Stu didn’t seem to notice, and when he wasn’t kicking my butt in multiple games of War with a deck of cards from a stash in a weatherproof box on the patio, he held my hand and dragged me around his yard, pointing to flowers and plants and grilling me on their names.
Dixon walked behind me now, up the stone path to my front door, silent as a mouse. I didn’t know what to say, if I should say anything at all or just let him be, but when he reached for my hand and pulled me to face him on the threshold, I knew words weren’t going to be necessary.
Lifting his hands to my face, he held it, then softly let them ease around my head. He tugged my ponytail free and stuffed the elastic band in my front pocket, then pulled his fingers through my messy hair, watching as the strands untangled and fell behind my shoulders.
“I love your hair,” he whispered. “It’s so soft. Makes me remember good times.”
And when his eyes landed back on mine and he leaned down to kiss me, words ceased to exist at all.
Fancy rubbed against our legs, hoping for some attention, but when she realized she wouldn’t get it, she darted off into my yard and probably climbed her favorite cottonwood.
Dixon’s kiss was soft and precious. His lips lingered a centimeter from mine while he breathed me in, lifted me up, wrapped my legs around him, and carried me inside. He shut the door behind us with the heel of his boot.
We didn’t make it to my bedroom. He sat on my couch with me straddling his lap, and I listened to the squeaky resonance of crickets rubbing their legs together outside like bows on tiny violin strings while he pulled his shirt over his head.

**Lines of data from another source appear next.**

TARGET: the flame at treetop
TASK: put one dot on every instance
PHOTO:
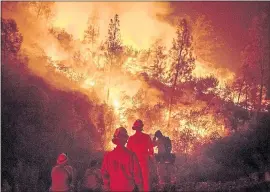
(127, 94)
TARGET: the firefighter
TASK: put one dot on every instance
(62, 175)
(141, 144)
(165, 160)
(92, 180)
(120, 169)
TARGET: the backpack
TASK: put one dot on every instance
(167, 145)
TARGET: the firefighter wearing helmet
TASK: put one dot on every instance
(141, 144)
(165, 160)
(62, 175)
(121, 170)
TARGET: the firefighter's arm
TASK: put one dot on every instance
(154, 141)
(150, 147)
(105, 173)
(137, 172)
(129, 144)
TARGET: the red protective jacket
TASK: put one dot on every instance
(121, 170)
(141, 144)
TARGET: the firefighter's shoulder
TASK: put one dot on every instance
(146, 135)
(129, 151)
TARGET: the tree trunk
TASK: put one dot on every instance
(171, 99)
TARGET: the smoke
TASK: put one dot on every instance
(138, 21)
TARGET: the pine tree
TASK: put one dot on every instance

Slowly and cautiously, my lips met his chest and a two-inch scar beneath his right clavicle that looked like it had been sliced into him with a knife. I licked it like I could still taste the blood it had bled, and Dixon moaned, but his body became a rigid plank under me.
“Am I hurtin’ you?”
Shaking his head, he whispered, “You could never.”
He lifted my T-shirt and tossed it, then reached behind me to unhook my bra.

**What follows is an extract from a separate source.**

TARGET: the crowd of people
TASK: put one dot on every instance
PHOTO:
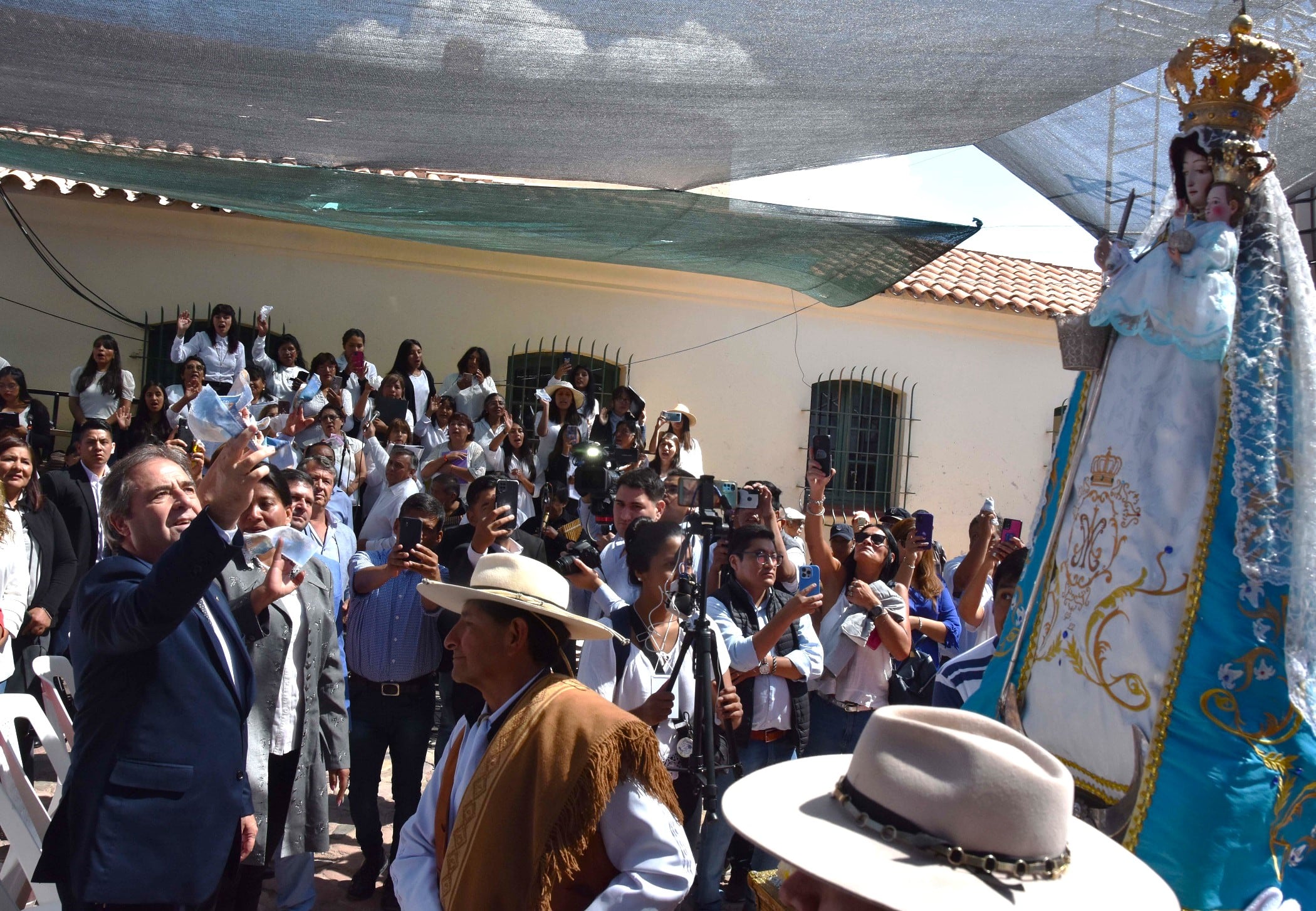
(372, 499)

When it fell, he set it on the arm of the couch while I unbuttoned his jeans.
But instead of taking them off, he lifted his hips and reached in his back pocket for his wallet.
He pulled it free, opened it, and tugged out a condom packet.
“It’s not too forward of me?”
I shook my head. “I’ve waited a long time to be with you like this. I would’ve done it in the barn earlier, if the situation had been different.”
He smiled, but he whispered, “Not that barn.”
“No, you’re right. Not that barn.”
He unzipped my jeans and slid his hand beneath my underwear, watching my face as his fingers slipped between my thighs. My hands gripped his biceps and my eyes rolled closed as he began to rub and slide through the slick he found there.